Hawker Beechcraft Chihuahua Factory Debuts

Wichita, Kans.-based Hawker Beechcraft Corporation (HBC) earlier today held an official opening ceremony at its new 180,000-square-foot facility in Chihuahua, Mexico. The facility handles sheet metal assembly King Airs and Hawker jets, along with electrical assembly.
The manufacturer, which started operating in Chihuahua in 2007, has invested $20 million in the facility, says Chairman and CEO Bill Boisture. “This facility provides us with the capability to do sheet metal assembly for Beechcraft and Hawker products,” he says. “We made the investment in Chihuahua because we saw the quality of the skilled workforce in Chihuahua, and we know they can take this bigger responsibility.” With the opening of this new facility, Hawker Beechcraft’s footprint will be 500,000 sq. ft. in Chihuahua, and will eventually have 1,000 workers, he adds.
The plant is already up and partially running, says Boisture. “We picked this date to have a grand opening because we knew there would be initial activity and it coincided with our first quarter board meeting,” he says.

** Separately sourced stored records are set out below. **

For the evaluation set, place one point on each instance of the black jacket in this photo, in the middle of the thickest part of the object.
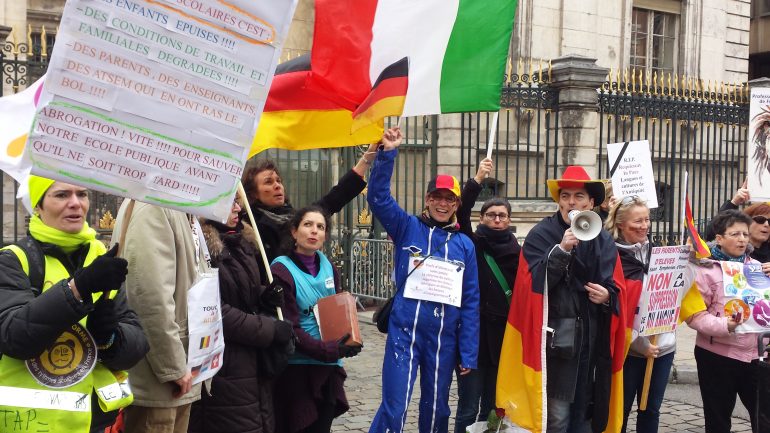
(273, 234)
(493, 303)
(240, 399)
(30, 321)
(587, 375)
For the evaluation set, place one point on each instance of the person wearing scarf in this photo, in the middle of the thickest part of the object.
(60, 297)
(272, 210)
(725, 359)
(495, 243)
(629, 222)
(241, 394)
(424, 334)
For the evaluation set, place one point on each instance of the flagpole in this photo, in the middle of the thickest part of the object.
(492, 133)
(268, 273)
(684, 222)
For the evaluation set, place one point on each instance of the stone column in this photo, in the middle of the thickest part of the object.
(577, 78)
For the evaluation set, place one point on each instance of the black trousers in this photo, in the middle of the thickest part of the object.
(721, 380)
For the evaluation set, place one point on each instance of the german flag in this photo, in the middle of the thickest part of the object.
(701, 249)
(386, 98)
(297, 118)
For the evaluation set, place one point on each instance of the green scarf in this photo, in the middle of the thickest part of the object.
(68, 242)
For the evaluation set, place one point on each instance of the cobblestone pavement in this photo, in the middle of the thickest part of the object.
(364, 383)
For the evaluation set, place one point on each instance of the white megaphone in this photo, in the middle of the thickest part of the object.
(586, 224)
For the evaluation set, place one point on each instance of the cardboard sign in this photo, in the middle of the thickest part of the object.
(758, 160)
(747, 295)
(665, 284)
(631, 171)
(158, 100)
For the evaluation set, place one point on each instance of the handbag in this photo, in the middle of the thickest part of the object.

A big factor in the decision to expand was the training capability that exists in Chihuahua, says Boisture, citing Chihuahua’s High Technology Training Center. “They have the ability to do specialized training for aerospace operations,” he notes. “The center trains and certifies workers, and that is key to having a highly trained workforce. We also get great support from the Chihuahua government.”
The Chihuahua facility currently has 400 workers, which will rise to nearly 1,000 by the end of 2011, says Boisture. “The facilities in Chihuahua will handle meta; fabrication and piece parts manufacturing,” he says. “We have the capacity to build and deliver larger fabricated components that then are shipped to Wichita for final assembly.”
Boisture declined to say what percentage of jobs had been moved from Wichita to Mexico. “When we looked at our work last fall to decide on an eventual destination on where the work was done, we were at that point transferring $25 million of work to other facilities outside Wichita,” he says.